Haydi farklı bir konuya geçelim. Bildiğiniz üzere Instagram'da
ayrı bir müzik hesabım var. Bilmiyorsanız da nickim evcil_music, girip
bakabilirsiniz. Son birkaç aydır bir müzisyen arkadaşımla bir araya gelip evde
kayıtlar yapıyoruz. Biz bayağı eğleniyoruz, beğendiklerimizi videoya kaydedip paylaşıyoruz.
Küçük bir dinleyici kitlemiz var; ama benim bayağı içime sinen içeriklerimiz
var. Arada profilime girip tek tek videoları izliyorum ve gerçekten beğeniyorum.
Sesimi seviyorum, enerjimi seviyorum. İnsanlara bunu yayabildiğimi görmek de
beni mutlu ediyor.
Evde spor deneyimlerimden de bahsederek bu yazıyı
sonlandıracağım. Ben spor salonuna düzenli giden biriyim.
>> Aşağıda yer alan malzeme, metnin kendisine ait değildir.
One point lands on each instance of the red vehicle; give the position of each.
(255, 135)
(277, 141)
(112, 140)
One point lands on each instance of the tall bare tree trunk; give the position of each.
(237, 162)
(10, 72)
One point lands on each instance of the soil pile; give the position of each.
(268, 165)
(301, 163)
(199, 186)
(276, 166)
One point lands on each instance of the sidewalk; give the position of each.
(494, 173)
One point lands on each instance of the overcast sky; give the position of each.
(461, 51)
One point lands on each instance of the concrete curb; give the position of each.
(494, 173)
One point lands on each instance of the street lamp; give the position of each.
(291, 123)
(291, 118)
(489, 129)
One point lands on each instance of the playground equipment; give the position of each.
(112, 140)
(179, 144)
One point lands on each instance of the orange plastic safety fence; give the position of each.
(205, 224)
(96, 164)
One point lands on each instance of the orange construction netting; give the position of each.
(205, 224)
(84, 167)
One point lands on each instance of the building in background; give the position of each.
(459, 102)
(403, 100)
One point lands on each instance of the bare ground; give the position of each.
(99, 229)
Evde yapmaya üşenirim
diye gidiyorum aslında. Spor aletlerinden ziyade pilates ekipmanlarıyla çalışıyorum.
Bu süreçte mecburen evde kalınca, Youtube'dan ekipmansız yapılan egzersiz videolarıyla çalışmaya başladım. O kadar bela sikici videolar ki bunlar ashdjd
mahvoldum mahvoldummm. Size yemin ederim benim 1,5 saatlik sporuma bedel 20 dk’lık
work out videoları var. İlk gün epey sarstı, tabii sonraki antrenmanlarımda
rahatlıkla adapte oldum. Bir de Çetin Çetintaş’ın yoga videolarına başladım. Canım
kuzenim sağ olsun, hayatıma büyük bir kalite katmış oldu. Henüz ilk videodayım,
bir hafta boyu her gün uygulayacağım. Size yemin ederim ki 25 dk’lık video
bittiğinde yeniden doğmuş gibi oluyorum. İnanılmaz rahatlıyorum ve gevşiyorum.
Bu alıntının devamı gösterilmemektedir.